The following is a summary of “Accuracy of race & ethnicity data in US based healthcare databases: A systematic review,” published in the OCTOBER 2023 issue of Surgery by Johnson, et al.
The quality and availability of data on a patient’s race and ethnicity vary across different healthcare databases. The discrepancies in data quality can have a detrimental impact on efforts to study health disparities.
A systematic review was conducted to compile and organize information on the accuracy of race and ethnicity data, stratified by database type and specific race and ethnicity categories.
The review incorporated 43 studies. Disease registries consistently exhibited high levels of data completeness and accuracy. In contrast, electronic health records (EHRs) frequently display incomplete and/or inaccurate patient race and ethnicity data.
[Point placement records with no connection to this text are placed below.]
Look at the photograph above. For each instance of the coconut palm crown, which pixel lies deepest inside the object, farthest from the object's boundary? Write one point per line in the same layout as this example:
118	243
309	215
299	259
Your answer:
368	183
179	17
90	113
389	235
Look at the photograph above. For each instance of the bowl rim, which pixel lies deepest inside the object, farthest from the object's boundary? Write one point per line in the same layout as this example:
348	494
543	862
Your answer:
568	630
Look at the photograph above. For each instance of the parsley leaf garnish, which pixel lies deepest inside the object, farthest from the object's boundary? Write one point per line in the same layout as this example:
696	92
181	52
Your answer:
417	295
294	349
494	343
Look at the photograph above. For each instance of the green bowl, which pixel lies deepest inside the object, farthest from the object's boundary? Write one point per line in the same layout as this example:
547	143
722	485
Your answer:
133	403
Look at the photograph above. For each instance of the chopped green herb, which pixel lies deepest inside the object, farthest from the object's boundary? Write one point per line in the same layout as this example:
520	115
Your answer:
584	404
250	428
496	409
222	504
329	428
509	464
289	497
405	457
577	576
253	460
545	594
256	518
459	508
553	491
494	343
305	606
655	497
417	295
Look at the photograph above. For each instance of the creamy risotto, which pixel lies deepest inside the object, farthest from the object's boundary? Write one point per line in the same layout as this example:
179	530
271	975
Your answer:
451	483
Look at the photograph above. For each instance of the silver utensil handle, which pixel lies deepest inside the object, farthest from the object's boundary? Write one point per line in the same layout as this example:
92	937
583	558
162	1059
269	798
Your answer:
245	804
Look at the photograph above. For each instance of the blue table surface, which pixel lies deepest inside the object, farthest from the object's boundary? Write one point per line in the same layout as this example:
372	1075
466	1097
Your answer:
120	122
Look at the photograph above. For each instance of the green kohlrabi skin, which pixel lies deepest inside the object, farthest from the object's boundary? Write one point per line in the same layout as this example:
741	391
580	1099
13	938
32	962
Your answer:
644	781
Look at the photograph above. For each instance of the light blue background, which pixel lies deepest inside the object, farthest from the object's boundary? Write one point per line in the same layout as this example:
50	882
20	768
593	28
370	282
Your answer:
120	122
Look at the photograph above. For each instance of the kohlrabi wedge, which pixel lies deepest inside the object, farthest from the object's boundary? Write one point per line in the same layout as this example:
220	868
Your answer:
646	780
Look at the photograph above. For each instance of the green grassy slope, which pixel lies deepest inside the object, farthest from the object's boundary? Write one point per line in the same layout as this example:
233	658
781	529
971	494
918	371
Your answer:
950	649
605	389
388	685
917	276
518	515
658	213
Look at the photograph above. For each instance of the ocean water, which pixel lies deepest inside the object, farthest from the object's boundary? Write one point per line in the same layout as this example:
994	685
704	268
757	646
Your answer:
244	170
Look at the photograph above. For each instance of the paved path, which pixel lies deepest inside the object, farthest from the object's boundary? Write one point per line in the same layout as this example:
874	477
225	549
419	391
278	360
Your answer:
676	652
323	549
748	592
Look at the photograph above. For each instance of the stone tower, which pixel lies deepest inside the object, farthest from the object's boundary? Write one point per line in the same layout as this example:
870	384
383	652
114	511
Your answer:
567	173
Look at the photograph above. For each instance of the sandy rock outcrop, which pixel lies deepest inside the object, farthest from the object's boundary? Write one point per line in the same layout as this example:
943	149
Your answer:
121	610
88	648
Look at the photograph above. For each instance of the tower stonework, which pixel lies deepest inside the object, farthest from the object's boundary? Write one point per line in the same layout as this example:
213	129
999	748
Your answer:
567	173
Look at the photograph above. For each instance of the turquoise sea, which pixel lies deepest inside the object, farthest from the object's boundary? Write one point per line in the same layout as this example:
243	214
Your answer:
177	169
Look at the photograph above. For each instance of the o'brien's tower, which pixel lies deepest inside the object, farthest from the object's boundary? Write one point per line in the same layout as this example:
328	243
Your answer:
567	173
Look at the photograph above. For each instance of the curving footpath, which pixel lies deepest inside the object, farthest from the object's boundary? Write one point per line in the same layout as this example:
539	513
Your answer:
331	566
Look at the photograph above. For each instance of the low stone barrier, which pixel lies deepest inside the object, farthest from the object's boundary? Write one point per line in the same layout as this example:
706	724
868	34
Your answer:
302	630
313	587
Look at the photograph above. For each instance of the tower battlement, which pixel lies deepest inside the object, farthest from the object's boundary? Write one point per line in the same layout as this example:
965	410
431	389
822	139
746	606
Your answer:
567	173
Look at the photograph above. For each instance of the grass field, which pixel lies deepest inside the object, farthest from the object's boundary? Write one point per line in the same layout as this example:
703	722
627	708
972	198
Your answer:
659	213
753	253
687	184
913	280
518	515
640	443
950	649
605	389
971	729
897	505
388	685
Databases generally maintained high levels of accurate data for White and Black patients but had relatively high rates of misclassification and incomplete data for Hispanic/Latinx patients. The most significant misclassification was observed for Asians, Pacific Islanders, and American Indian/Alaska Native (AI/AN) populations. Interventions focused on improving self-reported data within healthcare systems were shown to enhance data quality.
Data on race and ethnicity, collected to facilitate research and quality improvement, were the most reliable. However, data accuracy can vary based on a patient’s racial or ethnic background, emphasizing the need for improved collection standards in healthcare databases.